Re: [jira] [Created] (MAHOUT-1425) SGD classifier example with bank marketing dataset

Posted by Ted Dunning <te...@gmail.com>.
On Sun, Feb 23, 2014 at 10:51 AM, Frank Scholten (JIRA) <ji...@apache.org>wrote:

> Ted: can you tell a bit more about the log transforms? Some of them are
> just Math.log while others are more complex expressions.
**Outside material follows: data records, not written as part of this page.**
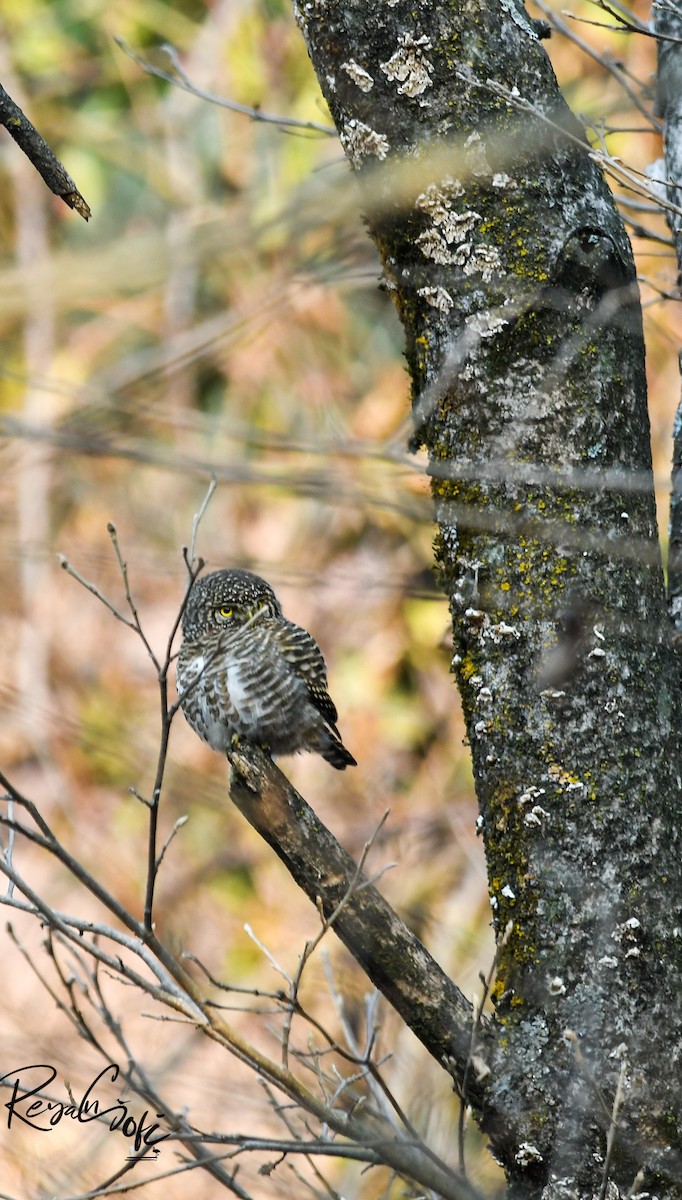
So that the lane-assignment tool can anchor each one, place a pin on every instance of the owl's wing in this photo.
(303, 653)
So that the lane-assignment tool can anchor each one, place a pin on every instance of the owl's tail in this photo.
(335, 753)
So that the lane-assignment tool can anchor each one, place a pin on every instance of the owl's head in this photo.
(227, 599)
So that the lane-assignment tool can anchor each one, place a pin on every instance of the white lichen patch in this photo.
(437, 198)
(359, 142)
(537, 816)
(358, 75)
(531, 793)
(527, 1153)
(410, 67)
(485, 324)
(438, 298)
(482, 261)
(432, 246)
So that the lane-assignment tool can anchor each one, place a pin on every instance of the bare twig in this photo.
(177, 77)
(40, 154)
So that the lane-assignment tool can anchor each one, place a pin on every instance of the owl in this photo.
(246, 672)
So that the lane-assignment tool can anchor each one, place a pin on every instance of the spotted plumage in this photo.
(245, 671)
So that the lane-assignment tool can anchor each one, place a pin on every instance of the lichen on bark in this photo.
(515, 285)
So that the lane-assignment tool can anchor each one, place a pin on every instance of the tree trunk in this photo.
(515, 285)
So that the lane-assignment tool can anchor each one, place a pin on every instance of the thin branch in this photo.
(40, 154)
(177, 77)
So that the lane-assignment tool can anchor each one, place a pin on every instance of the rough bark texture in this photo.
(515, 285)
(394, 959)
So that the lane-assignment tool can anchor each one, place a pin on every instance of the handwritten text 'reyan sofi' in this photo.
(27, 1105)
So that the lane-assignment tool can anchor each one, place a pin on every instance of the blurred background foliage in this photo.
(220, 313)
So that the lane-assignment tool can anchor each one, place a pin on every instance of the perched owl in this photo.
(244, 671)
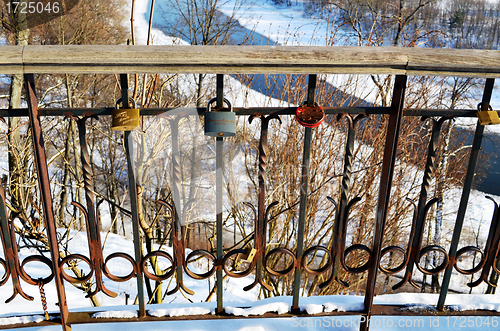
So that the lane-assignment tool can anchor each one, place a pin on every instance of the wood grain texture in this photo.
(249, 59)
(11, 59)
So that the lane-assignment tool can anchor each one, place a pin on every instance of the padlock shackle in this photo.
(479, 106)
(120, 100)
(209, 105)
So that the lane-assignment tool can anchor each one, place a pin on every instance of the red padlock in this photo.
(309, 117)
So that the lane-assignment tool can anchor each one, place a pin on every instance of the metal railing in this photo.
(30, 61)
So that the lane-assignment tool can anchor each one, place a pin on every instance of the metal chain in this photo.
(44, 300)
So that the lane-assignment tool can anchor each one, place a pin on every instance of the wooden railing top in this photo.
(249, 59)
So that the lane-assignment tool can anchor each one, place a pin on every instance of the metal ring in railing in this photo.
(469, 249)
(115, 278)
(7, 272)
(312, 250)
(494, 266)
(35, 281)
(362, 268)
(285, 271)
(237, 274)
(391, 271)
(75, 280)
(157, 278)
(208, 256)
(439, 268)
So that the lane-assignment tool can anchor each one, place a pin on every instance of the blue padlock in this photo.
(220, 123)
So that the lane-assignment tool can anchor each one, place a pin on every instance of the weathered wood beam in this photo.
(248, 59)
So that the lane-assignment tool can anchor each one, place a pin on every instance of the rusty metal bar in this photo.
(179, 227)
(10, 250)
(45, 195)
(262, 212)
(133, 200)
(464, 200)
(91, 220)
(241, 111)
(303, 198)
(219, 167)
(391, 144)
(423, 206)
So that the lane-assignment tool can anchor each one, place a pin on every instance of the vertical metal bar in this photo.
(418, 223)
(464, 200)
(10, 251)
(133, 200)
(304, 182)
(391, 144)
(45, 195)
(219, 164)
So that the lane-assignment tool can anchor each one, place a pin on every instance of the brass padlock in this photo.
(220, 123)
(310, 117)
(125, 119)
(488, 117)
(249, 255)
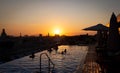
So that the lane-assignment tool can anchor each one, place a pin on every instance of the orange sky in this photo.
(36, 17)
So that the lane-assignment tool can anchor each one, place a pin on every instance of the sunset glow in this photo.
(30, 17)
(57, 31)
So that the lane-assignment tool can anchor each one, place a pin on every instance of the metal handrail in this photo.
(49, 61)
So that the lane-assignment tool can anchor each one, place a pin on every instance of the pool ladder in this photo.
(49, 63)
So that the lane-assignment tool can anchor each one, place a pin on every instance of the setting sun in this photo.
(57, 31)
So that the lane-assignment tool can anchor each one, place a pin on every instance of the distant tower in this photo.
(3, 34)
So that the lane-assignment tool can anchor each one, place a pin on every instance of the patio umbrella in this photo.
(114, 37)
(98, 27)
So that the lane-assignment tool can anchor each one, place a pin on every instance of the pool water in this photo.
(65, 62)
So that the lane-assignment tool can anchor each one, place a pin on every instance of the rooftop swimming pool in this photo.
(65, 62)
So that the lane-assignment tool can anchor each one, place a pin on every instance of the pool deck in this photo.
(90, 65)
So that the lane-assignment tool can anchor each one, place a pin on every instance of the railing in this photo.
(49, 62)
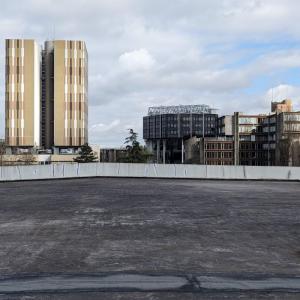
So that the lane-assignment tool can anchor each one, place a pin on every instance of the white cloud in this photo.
(100, 127)
(137, 60)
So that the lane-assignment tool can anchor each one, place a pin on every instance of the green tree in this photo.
(86, 155)
(135, 153)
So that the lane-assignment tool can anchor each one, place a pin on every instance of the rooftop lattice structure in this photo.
(181, 109)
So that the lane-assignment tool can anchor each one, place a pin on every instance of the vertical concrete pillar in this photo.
(157, 150)
(182, 151)
(164, 151)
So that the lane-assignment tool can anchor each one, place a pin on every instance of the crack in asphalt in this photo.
(147, 283)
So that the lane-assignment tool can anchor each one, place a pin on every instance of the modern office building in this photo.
(46, 94)
(22, 93)
(65, 94)
(283, 106)
(248, 139)
(282, 138)
(166, 128)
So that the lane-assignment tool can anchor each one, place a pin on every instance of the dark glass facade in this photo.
(174, 126)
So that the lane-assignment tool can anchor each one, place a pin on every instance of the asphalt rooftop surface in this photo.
(117, 238)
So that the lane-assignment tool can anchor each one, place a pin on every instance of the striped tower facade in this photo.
(22, 93)
(70, 93)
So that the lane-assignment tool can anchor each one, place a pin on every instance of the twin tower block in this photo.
(46, 94)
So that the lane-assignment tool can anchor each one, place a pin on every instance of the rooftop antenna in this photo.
(53, 38)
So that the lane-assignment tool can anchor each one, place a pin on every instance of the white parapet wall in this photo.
(73, 170)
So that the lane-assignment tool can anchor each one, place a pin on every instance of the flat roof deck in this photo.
(149, 226)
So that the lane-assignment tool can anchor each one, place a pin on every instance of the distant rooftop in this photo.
(181, 109)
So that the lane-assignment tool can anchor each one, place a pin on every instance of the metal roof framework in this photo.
(181, 109)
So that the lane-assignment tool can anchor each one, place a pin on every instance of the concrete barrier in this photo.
(73, 170)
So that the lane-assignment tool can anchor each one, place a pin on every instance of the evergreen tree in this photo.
(86, 155)
(135, 153)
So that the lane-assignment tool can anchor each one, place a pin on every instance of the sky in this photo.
(234, 55)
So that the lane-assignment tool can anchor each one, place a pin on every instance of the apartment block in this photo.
(46, 94)
(22, 93)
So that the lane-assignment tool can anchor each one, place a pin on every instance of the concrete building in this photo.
(48, 108)
(282, 138)
(166, 129)
(22, 93)
(248, 141)
(65, 94)
(217, 151)
(283, 106)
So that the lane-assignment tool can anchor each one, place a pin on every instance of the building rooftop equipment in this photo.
(181, 109)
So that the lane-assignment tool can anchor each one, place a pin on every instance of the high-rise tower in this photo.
(46, 94)
(65, 65)
(22, 93)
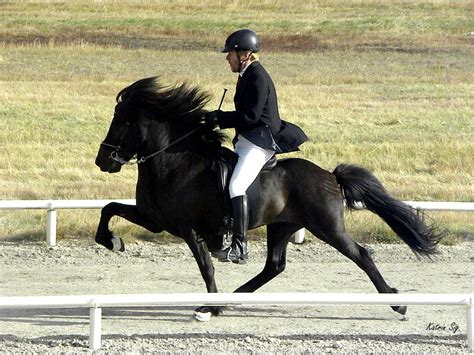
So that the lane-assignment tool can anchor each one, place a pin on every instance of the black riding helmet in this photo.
(242, 40)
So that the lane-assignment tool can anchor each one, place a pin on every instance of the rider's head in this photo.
(241, 47)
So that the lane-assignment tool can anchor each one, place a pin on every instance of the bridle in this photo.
(114, 155)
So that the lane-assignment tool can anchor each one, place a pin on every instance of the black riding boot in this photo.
(237, 252)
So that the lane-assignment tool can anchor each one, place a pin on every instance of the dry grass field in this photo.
(387, 85)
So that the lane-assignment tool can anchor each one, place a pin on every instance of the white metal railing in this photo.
(96, 302)
(52, 205)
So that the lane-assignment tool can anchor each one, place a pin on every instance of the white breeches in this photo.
(251, 160)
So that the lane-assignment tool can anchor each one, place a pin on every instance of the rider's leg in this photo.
(251, 160)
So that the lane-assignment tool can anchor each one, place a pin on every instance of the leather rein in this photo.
(114, 155)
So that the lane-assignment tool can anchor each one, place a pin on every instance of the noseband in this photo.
(114, 155)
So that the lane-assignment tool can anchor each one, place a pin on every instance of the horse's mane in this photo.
(181, 104)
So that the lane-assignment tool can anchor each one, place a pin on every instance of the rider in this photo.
(258, 129)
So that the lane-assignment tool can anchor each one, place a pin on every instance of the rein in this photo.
(114, 154)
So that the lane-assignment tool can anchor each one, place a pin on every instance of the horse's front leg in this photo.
(129, 212)
(203, 258)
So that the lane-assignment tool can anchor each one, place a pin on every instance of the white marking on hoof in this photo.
(117, 244)
(202, 317)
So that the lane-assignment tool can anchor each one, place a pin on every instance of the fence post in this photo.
(51, 227)
(95, 337)
(469, 325)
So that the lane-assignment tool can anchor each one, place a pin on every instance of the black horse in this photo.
(163, 128)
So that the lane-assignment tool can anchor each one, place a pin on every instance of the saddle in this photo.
(225, 164)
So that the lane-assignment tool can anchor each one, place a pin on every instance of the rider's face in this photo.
(233, 60)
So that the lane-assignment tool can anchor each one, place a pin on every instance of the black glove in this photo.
(211, 118)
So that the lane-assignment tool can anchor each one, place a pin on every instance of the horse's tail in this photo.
(359, 185)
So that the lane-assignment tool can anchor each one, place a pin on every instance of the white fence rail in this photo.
(52, 205)
(96, 302)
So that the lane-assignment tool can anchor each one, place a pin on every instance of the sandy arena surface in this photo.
(81, 267)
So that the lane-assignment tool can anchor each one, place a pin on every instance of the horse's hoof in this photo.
(117, 244)
(202, 316)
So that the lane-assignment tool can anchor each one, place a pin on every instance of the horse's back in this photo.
(292, 186)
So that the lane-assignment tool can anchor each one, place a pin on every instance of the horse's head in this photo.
(150, 118)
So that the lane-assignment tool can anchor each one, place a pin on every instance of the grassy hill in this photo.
(381, 84)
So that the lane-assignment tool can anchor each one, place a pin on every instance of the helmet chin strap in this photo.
(241, 62)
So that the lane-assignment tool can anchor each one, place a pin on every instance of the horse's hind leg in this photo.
(278, 236)
(129, 212)
(332, 231)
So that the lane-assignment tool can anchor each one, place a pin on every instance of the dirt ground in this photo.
(81, 267)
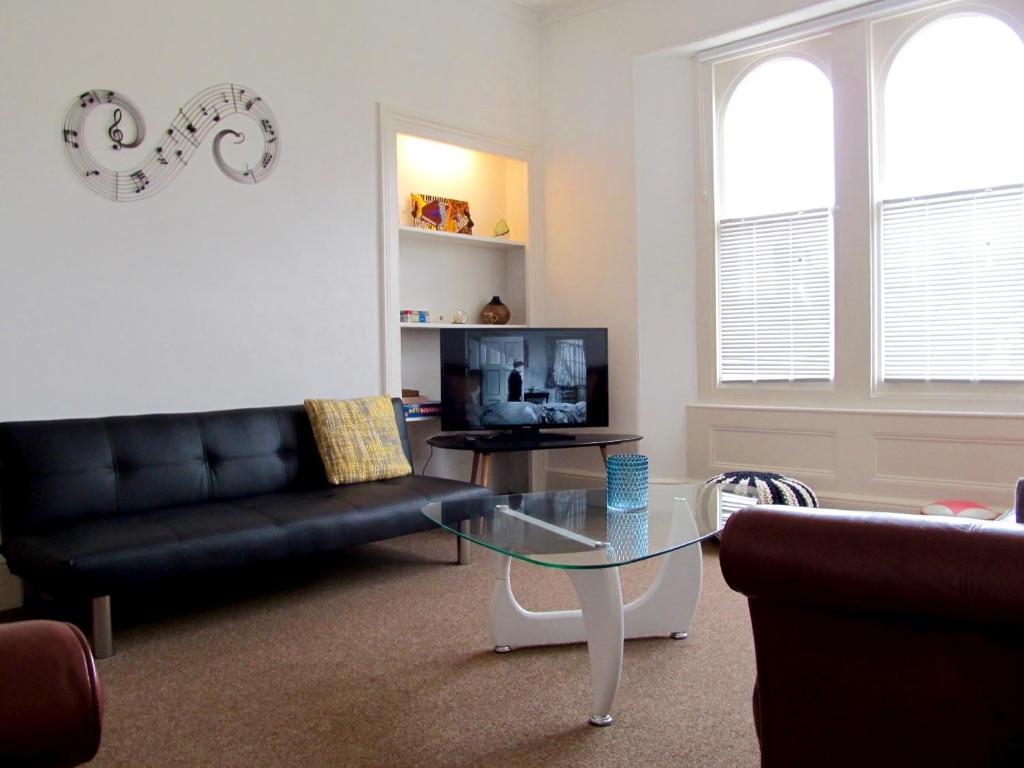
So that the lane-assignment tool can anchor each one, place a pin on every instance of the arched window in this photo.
(951, 210)
(776, 190)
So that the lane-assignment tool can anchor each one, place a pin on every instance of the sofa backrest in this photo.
(56, 472)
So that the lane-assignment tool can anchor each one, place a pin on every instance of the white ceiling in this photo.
(544, 4)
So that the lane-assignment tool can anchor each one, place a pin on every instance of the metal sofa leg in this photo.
(100, 629)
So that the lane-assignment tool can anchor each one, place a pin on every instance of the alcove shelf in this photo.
(439, 326)
(415, 232)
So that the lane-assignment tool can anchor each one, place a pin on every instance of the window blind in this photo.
(952, 286)
(775, 297)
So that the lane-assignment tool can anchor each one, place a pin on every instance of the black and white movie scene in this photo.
(525, 379)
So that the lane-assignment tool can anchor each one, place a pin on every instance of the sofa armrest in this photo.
(50, 698)
(1019, 504)
(876, 562)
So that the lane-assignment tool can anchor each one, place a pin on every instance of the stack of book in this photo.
(418, 406)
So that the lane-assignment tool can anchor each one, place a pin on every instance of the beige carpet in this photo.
(385, 660)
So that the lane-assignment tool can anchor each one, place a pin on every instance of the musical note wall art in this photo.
(174, 146)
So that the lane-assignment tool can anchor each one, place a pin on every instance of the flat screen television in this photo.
(524, 380)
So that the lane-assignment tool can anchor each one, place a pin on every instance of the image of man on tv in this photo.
(515, 381)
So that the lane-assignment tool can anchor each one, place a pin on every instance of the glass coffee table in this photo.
(574, 531)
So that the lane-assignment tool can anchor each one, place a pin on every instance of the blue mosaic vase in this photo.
(628, 532)
(627, 481)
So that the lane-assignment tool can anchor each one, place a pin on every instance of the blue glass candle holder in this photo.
(627, 481)
(628, 532)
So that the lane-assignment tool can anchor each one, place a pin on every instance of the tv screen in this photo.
(537, 378)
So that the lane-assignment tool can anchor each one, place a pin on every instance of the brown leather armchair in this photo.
(882, 639)
(50, 698)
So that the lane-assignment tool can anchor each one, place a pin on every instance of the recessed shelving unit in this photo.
(438, 326)
(442, 272)
(415, 232)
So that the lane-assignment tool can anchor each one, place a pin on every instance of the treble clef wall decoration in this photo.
(175, 146)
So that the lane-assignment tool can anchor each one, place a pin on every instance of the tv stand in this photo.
(523, 439)
(519, 436)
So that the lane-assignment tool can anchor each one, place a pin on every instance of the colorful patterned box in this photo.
(441, 214)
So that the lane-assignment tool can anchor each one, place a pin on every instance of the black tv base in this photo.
(502, 442)
(528, 434)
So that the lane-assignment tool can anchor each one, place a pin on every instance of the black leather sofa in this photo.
(89, 506)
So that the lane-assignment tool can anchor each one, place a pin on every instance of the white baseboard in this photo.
(10, 589)
(582, 478)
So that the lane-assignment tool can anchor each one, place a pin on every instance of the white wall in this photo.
(211, 294)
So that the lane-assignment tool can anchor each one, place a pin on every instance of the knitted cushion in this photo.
(358, 440)
(771, 487)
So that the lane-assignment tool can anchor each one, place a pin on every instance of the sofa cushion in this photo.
(358, 439)
(98, 556)
(53, 473)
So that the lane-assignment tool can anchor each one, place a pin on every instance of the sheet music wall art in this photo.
(174, 146)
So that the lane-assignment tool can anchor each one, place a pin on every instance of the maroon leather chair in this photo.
(882, 639)
(50, 698)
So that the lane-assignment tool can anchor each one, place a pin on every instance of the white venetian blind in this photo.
(774, 225)
(775, 288)
(952, 286)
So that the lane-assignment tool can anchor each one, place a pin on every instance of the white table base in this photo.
(666, 608)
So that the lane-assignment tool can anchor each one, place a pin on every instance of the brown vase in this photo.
(495, 313)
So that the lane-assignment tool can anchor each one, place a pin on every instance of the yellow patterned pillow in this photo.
(357, 439)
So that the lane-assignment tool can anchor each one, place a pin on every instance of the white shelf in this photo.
(478, 241)
(438, 326)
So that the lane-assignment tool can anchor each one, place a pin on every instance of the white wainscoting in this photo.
(866, 459)
(10, 589)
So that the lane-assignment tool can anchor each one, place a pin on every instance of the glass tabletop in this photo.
(576, 528)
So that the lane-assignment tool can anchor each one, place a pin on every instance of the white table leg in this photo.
(601, 600)
(599, 623)
(669, 604)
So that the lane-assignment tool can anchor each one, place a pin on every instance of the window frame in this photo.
(887, 37)
(851, 39)
(816, 50)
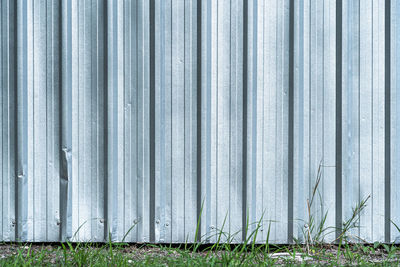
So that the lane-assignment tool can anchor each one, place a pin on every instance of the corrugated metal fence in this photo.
(146, 117)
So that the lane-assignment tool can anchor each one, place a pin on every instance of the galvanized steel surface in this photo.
(142, 120)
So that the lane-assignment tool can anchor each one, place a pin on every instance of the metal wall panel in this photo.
(153, 120)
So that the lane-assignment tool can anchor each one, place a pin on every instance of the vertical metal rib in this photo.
(244, 134)
(199, 115)
(387, 120)
(291, 122)
(338, 116)
(152, 121)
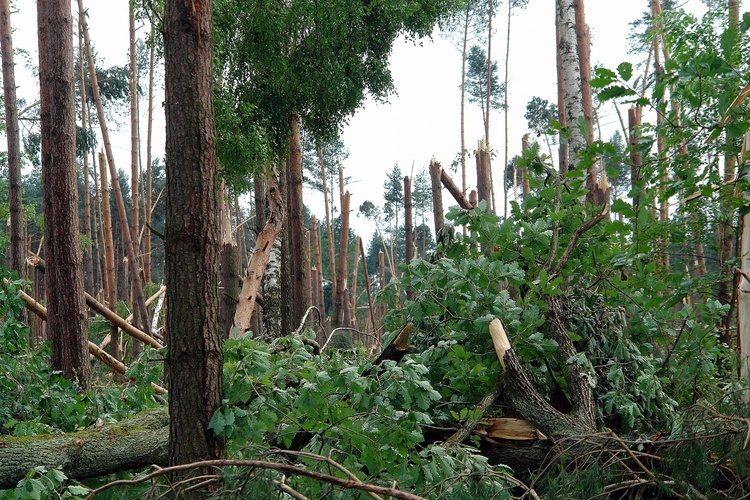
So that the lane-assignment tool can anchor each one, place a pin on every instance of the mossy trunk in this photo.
(131, 444)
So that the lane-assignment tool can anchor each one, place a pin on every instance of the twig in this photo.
(746, 421)
(328, 460)
(470, 424)
(260, 464)
(347, 328)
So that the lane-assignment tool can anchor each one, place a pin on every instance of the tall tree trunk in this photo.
(463, 102)
(88, 259)
(483, 177)
(298, 259)
(340, 298)
(135, 173)
(570, 80)
(636, 156)
(17, 239)
(65, 300)
(437, 196)
(194, 348)
(230, 278)
(139, 301)
(329, 233)
(149, 177)
(491, 199)
(505, 117)
(110, 283)
(408, 225)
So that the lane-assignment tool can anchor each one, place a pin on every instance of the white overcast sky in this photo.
(422, 120)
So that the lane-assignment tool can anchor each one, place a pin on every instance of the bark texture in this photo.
(17, 240)
(131, 444)
(67, 314)
(570, 79)
(194, 352)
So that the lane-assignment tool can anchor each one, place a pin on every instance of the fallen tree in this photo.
(134, 443)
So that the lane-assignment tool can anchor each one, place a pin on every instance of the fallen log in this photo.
(107, 313)
(133, 443)
(96, 351)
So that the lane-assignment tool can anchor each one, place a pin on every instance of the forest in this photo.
(573, 324)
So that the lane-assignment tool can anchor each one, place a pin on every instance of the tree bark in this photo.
(88, 258)
(194, 349)
(67, 315)
(437, 196)
(139, 301)
(229, 283)
(110, 284)
(636, 156)
(340, 298)
(132, 444)
(329, 232)
(135, 173)
(408, 224)
(298, 259)
(17, 239)
(454, 191)
(149, 134)
(483, 173)
(264, 244)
The increased complexity comes up when there are zero or small negative
values.

In general, monetary values are commonly transformed with a log during
training of a logistic regression model.  Often you retain the original as
well.

The motivation for the log is that it is common for the structure of the
problem to depend as much on relative differences rather than absolute
differences.  Thus, $80 is different from $100 in about the same way that
$800 is different from $1000.  This makes sense if you are talking about
what makes a material difference.

Of course, if you are talking about net profits, then you may want features
that look like log(a-b) instead.  What happens when that goes negative is a
bit of a can of worms in terms of feature design.  Sometimes, a small
reference value is defined and a value like w(a-b) log w(a-b) is used where
w(x) = x-\gamma if x > \gamma, x+\gamma if x < -\gamma and 0 else.